4.1.2. Example: Let's Go Further The emergence of the U3 smart drive [451], which allows applications to be executed directly on a specially formatted USB flash drive, has raised even more concern among members of the security community. In September 2006, an instant USB password recovery tool—USB Switchblade [432, 437]—was demonstrated as part of Hak5, an online technology show. USB Switchblade consists of a U3 USB flash drive with a payload capable of installing backdoors and extracting confidential information from a connected system [440]. Unlike the traditional USB flash drives, U3 flash drives are self-activating and can auto-run applications when inserted into a system. Upon being inserted into a machine running Microsoft Windows system, USB Switchblade silently recovers information from the system such as password hashes, IP addresses, browser history, auto-fill information, and AIM and MSN Messenger passwords, as well as creating a backdoor to the target system for later access. This tool takes advantage of a feature in U3 to create a virtual CD-ROM drive on the USB flash drive, allowing the Windows auto-run function to work. In case the auto-run option is disabled, or if U3 is not used, USB Switchblade can be started by executing a single script on the drive. The tool has evolved to circumvent the antivirus protection of some systems that would usually detect malicious executables. Another U3-based malware—USB Hacksaw [431]—has been developed as an extension of USB Switchblade. Once installed on a system, it will run a process in the background whenever the computer starts, waiting for a USB flash drive to be connected. When a USB flash drive is inserted into the system, its contents are automatically copied and sent through an encrypted SMTP connection to a remote email account controlled by an attacker. Both USB Switchblade and USB Hacksaw are available on public web sites.
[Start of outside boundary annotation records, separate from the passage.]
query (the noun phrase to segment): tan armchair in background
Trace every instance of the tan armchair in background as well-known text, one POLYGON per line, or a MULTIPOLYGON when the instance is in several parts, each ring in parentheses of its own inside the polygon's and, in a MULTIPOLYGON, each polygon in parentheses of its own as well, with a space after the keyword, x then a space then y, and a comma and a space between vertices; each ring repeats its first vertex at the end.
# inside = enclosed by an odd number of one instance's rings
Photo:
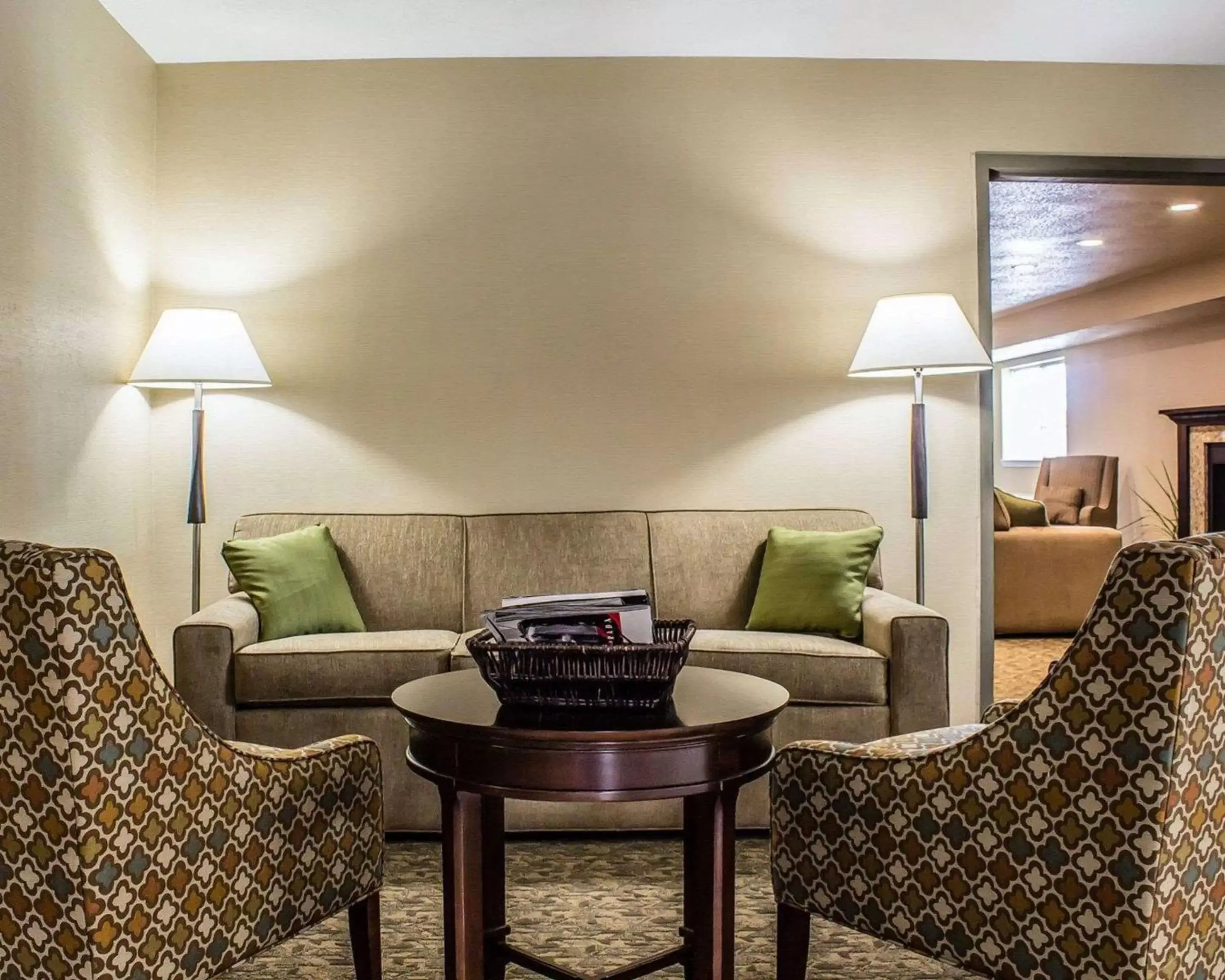
POLYGON ((1118 527, 1118 457, 1056 456, 1038 469, 1034 497, 1051 486, 1071 486, 1084 492, 1078 524, 1095 528, 1118 527))
POLYGON ((1225 976, 1225 535, 1123 549, 987 719, 779 752, 778 980, 810 915, 1001 980, 1225 976))
POLYGON ((0 978, 203 980, 348 909, 377 980, 382 865, 374 741, 223 741, 110 555, 0 543, 0 978))

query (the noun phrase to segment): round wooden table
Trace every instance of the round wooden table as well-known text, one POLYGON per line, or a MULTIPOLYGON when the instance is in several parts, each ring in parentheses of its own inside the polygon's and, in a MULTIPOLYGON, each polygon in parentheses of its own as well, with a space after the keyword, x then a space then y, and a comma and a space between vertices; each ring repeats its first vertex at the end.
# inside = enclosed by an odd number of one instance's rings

4.1.3. DMA Vulnerability Direct memory access (DMA) is a feature of modern computers that use bulk data transfers to copy blocks of memory from the system RAM to or from a buffer on a device without subjecting the CPU to a heavy overhead. With DMA, a CPU would initialize the data transfer, then do other operations as the transfer is in progress, and receive an interrupt from the DMA controller once the transfer has been completed. Many types of hardware use DMA for data transfer, including disk drives, graphics cards, and networks cards. The specifications for both Firewire and USB, for example, have provisions for DMA. That means under many circumstances a device plugged into a Firewire or USB port has the ability to read and write the physical memory of the connected computer. Such access bypasses the control of the operating system for security check. Becher, Dornseif, and Klein have demonstrated how to exploit the DMA feature of a system by plugging an iPod running Linux into the Firewire port of a target machine [122]. The iPod successfully grabbed a screenshot of the connected machine without the computer's permission. Actually, the authors claim that they can read and write arbitrary data from and to an arbitrary location of the memory. Thus they can scan the memory for key material and inject malicious code to the memory. For example, the malicious code may scan the hard drive of the target machine for confidential documents and copy them to the iPod.
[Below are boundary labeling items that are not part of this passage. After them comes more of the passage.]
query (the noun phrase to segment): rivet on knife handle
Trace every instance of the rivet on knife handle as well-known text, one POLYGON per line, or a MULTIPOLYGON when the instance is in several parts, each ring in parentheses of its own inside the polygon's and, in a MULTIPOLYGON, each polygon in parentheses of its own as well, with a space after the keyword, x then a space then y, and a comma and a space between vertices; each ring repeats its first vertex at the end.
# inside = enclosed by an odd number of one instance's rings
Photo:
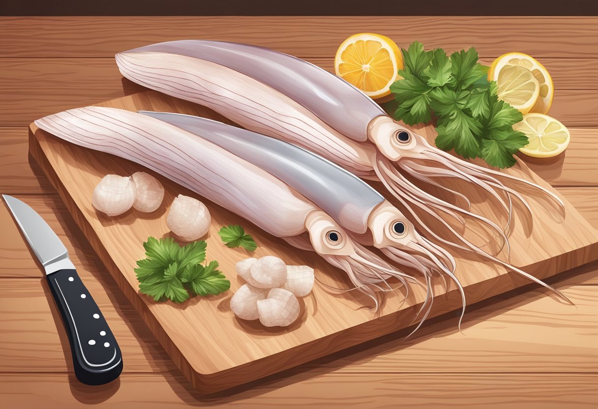
POLYGON ((77 379, 90 385, 115 379, 123 370, 120 349, 77 270, 46 277, 69 336, 77 379))

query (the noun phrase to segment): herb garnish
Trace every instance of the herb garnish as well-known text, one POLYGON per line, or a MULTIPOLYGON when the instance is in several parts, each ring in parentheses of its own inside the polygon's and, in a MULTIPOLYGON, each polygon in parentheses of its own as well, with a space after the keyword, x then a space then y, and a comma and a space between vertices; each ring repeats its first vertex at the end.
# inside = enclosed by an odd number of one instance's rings
POLYGON ((233 248, 242 247, 248 251, 254 251, 258 248, 254 238, 245 234, 245 230, 238 224, 222 227, 218 231, 218 236, 227 247, 233 248))
POLYGON ((148 237, 144 243, 146 258, 137 262, 135 271, 141 292, 154 301, 168 299, 182 303, 191 295, 215 295, 230 288, 230 282, 216 270, 217 261, 207 265, 206 242, 194 242, 181 247, 172 237, 148 237))
POLYGON ((489 67, 478 62, 475 49, 449 57, 441 48, 424 51, 415 41, 402 51, 403 79, 390 86, 398 102, 395 118, 413 125, 429 122, 434 114, 439 148, 498 167, 515 164, 513 154, 528 143, 512 129, 523 115, 498 99, 496 83, 488 81, 489 67))

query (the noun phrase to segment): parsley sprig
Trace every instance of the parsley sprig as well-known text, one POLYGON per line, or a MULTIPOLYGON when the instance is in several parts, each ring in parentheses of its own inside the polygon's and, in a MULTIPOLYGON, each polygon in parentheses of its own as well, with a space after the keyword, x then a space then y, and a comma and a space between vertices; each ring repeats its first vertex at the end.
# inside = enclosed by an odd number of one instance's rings
POLYGON ((403 77, 390 86, 398 106, 396 120, 413 125, 436 118, 436 146, 464 158, 481 158, 497 167, 515 163, 513 154, 527 137, 512 126, 521 112, 498 99, 489 67, 478 62, 473 47, 447 56, 441 48, 424 51, 415 41, 402 49, 403 77))
POLYGON ((193 296, 215 295, 230 288, 230 282, 217 270, 218 261, 206 265, 206 242, 193 242, 181 247, 172 237, 148 237, 144 243, 146 258, 137 262, 135 273, 139 290, 154 298, 175 303, 193 296))
POLYGON ((238 224, 225 226, 218 231, 222 242, 229 248, 242 247, 248 251, 254 251, 258 248, 254 238, 245 234, 245 230, 238 224))

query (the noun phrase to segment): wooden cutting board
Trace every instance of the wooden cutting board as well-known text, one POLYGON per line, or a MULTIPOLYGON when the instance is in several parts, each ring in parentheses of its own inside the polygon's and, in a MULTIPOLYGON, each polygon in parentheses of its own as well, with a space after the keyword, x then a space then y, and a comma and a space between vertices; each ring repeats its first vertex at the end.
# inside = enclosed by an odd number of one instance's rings
MULTIPOLYGON (((153 91, 97 105, 130 111, 191 114, 225 121, 207 108, 153 91)), ((433 137, 430 127, 420 127, 418 132, 433 137)), ((359 293, 338 294, 324 285, 350 286, 343 271, 332 267, 315 253, 295 249, 159 175, 166 194, 158 210, 147 214, 133 210, 115 218, 105 216, 91 206, 91 194, 100 179, 108 173, 129 175, 147 169, 115 156, 69 144, 33 124, 30 126, 29 149, 120 288, 176 365, 201 392, 228 388, 404 329, 411 325, 413 315, 423 300, 423 292, 418 288, 411 291, 404 303, 403 295, 398 292, 388 295, 375 314, 371 309, 362 308, 371 303, 359 293), (148 236, 170 235, 166 215, 173 199, 179 194, 197 197, 208 207, 212 226, 205 237, 207 259, 219 263, 220 269, 231 280, 231 291, 216 297, 196 297, 181 304, 155 303, 138 292, 133 268, 136 261, 144 257, 142 244, 148 236), (234 224, 244 226, 255 239, 259 248, 254 253, 222 245, 218 231, 223 225, 234 224), (312 293, 300 300, 299 319, 286 328, 267 328, 258 321, 237 319, 230 311, 230 297, 244 283, 236 276, 235 263, 248 257, 267 255, 280 257, 288 264, 311 265, 318 279, 312 293)), ((507 172, 524 174, 556 193, 522 163, 507 172)), ((463 193, 471 197, 476 195, 463 193)), ((519 218, 514 221, 509 236, 511 261, 539 278, 598 258, 598 233, 563 200, 566 211, 562 222, 556 221, 548 208, 539 205, 533 206, 533 228, 519 218)), ((487 204, 477 206, 483 210, 487 204)), ((465 287, 468 304, 529 282, 499 266, 460 255, 456 258, 457 276, 465 287)), ((442 285, 435 285, 436 297, 431 317, 460 308, 460 298, 454 286, 449 288, 445 296, 442 285)), ((123 359, 126 365, 127 357, 123 359)))

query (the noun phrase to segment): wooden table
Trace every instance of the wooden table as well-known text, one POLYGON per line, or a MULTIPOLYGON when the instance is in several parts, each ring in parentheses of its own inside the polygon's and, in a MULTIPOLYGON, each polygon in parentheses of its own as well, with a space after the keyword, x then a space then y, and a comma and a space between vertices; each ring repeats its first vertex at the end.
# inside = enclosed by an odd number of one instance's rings
MULTIPOLYGON (((34 17, 0 19, 0 192, 25 200, 62 238, 126 359, 118 380, 75 379, 68 341, 39 265, 0 206, 2 407, 542 407, 598 404, 598 263, 549 282, 572 307, 529 286, 217 395, 201 396, 104 270, 38 166, 27 126, 48 114, 130 93, 113 54, 184 38, 243 41, 328 69, 359 32, 447 51, 474 45, 489 63, 509 51, 538 59, 556 88, 550 114, 571 132, 564 155, 534 170, 598 228, 598 19, 530 17, 34 17)), ((225 342, 225 340, 222 340, 225 342)))

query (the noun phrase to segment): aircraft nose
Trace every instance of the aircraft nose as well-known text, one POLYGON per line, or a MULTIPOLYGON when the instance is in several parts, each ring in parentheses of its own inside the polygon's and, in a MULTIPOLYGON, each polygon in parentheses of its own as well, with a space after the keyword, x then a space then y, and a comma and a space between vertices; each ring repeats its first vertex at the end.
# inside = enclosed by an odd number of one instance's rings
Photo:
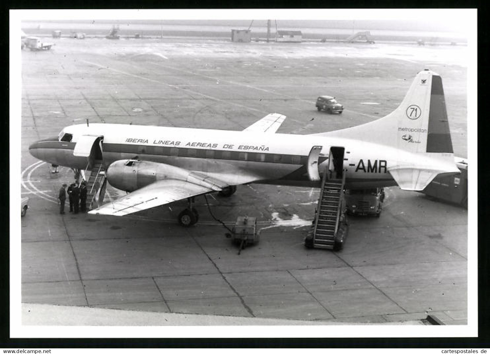
POLYGON ((44 160, 45 156, 43 152, 46 148, 52 147, 50 146, 50 142, 58 142, 58 137, 53 137, 35 142, 29 145, 29 153, 38 160, 44 160))
POLYGON ((33 142, 29 146, 29 153, 36 159, 41 160, 40 156, 40 142, 33 142))

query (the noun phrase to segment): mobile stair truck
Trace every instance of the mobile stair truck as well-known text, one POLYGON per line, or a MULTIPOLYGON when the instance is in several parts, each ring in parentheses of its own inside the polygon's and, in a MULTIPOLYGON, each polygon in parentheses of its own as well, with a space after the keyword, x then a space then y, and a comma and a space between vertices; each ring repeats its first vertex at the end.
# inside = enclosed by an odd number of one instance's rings
POLYGON ((315 219, 305 238, 305 246, 308 248, 340 251, 347 236, 343 153, 343 147, 330 148, 328 165, 321 179, 315 219))

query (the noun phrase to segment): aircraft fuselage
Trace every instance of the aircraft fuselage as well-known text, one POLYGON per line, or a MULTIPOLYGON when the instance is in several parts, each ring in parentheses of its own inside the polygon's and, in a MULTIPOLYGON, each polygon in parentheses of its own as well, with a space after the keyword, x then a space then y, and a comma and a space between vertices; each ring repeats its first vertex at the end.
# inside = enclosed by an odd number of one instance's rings
POLYGON ((76 142, 82 135, 100 136, 107 166, 136 158, 212 177, 229 174, 228 181, 235 185, 246 183, 253 175, 259 177, 255 179, 256 183, 319 187, 320 182, 311 181, 307 171, 308 155, 315 145, 322 147, 318 159, 320 174, 328 163, 330 148, 345 148, 347 188, 394 185, 388 171, 390 164, 399 163, 400 158, 415 158, 372 143, 312 135, 110 124, 74 125, 63 133, 72 135, 71 141, 59 141, 58 138, 40 141, 29 147, 31 154, 50 164, 84 169, 87 158, 74 155, 76 142))

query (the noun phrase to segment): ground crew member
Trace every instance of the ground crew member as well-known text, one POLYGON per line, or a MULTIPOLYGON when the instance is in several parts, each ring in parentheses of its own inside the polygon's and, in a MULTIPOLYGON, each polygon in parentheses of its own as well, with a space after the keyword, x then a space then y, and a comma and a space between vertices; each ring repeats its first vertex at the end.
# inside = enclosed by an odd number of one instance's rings
POLYGON ((80 185, 80 209, 82 212, 87 211, 87 183, 85 181, 80 185))
POLYGON ((68 192, 68 199, 70 200, 70 212, 73 212, 73 195, 72 194, 73 192, 73 188, 75 187, 75 184, 72 183, 68 187, 68 189, 67 191, 68 192))
POLYGON ((66 192, 65 189, 66 188, 66 184, 64 183, 61 188, 60 188, 59 193, 58 194, 58 199, 60 201, 60 213, 65 213, 65 201, 66 200, 66 192))
POLYGON ((78 213, 80 206, 80 189, 76 184, 72 189, 72 197, 73 198, 73 213, 78 213))

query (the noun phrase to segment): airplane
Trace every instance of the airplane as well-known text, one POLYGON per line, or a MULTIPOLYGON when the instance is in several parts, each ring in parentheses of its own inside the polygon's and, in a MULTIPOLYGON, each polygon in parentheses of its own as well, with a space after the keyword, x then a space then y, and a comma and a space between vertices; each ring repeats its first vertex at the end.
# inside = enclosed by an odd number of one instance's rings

4.1.4. Gauging the Risk One feature of USB-based crimeware is its low propagation cost. All an attacker needs is a bunch of USB flash drives, on which the attacker installs the crimeware. Because the size of crimeware is small, it can be loaded onto almost any USB flash drive. In mid-2007, the cost for a 1GB USB flash drive was approximately $10. Another feature of USB-based crimeware is its high hit rate, based on the statistics that 15 out of 20 scattered USB flash drives had been found and plugged into a company's computers by the firm's employees [383]. This hit rate is much higher than that of traditional phishing emails. By using state-of-the-art techniques, more than 99% of phishing emails can be filtered by the mail servers before they can reach the recipients [13, 14]. According to a phone survey conducted by Pew Internet & American Life Project in 2005, 2% of people who received phishing emails admitted to providing the requested information [113]. Hence the hit rate of phishing emails is expected to be 0.01 x 0.02 = 0.02%, much lower than that of USB-based crimeware. An important factor responsible for the high hit rate of USB-based crimeware is that few people will refuse to take a free USB flash drive given its convenience for data storage and transportation. If it is an iPod, people will like it even more.

Statistics show that the total financial loss attributed to phishing was $2.8 billion in 2006 [252], and the average loss per victim was $1244 [441]. We believe that USB-based crimeware may cause a higher loss than the traditional phishing emails, owing to its much higher hit rate. A person having a USB flash drive loaded with crimeware may share the drive with family members, friends, or colleagues. Thus, USB-based crimeware will hit at least one victim if the crimeware is not detected by the antivirus software. Assume such an attack causes the same amount of average loss (i.e., $1244) to a victim as phishing does. Then a $10 investment in a USB flash drive will make a profit of $1244 for the attacker. What else can be more profitable than this business? The loss will be worse if one USB flash drive harvests information from more than one victim. While a victim is not likely to fall prey twice to the same phishing attack, he or she will not escape the attack of the crimeware unless it is removed by the antivirus software from the system. Attackers may also design crimeware that propagates through the USB port. In other words, the program can "infect" any USB storage device that is inserted into the machine. If a USB device becomes infected, it can spread the crimeware to other machines it plugs in. In countries where pirated software is popular, computer users may not be able to update their antivirus software in time to avoid the attack. The USB-based crimeware in such systems is expected to survive longer than usual because of the out-of-date virus database used by the systems. That will cause more damage to both individuals and society. The storage size of USB flash drives has increased rapidly, going from the initial 8MB [453] to 64GB in 2006 [349]. This huge capacity provides convenience when the goal is theft of bulk information. For example, a thief could steal all of a server's or PC's data, take it home, and crack the security at the attacker's leisure.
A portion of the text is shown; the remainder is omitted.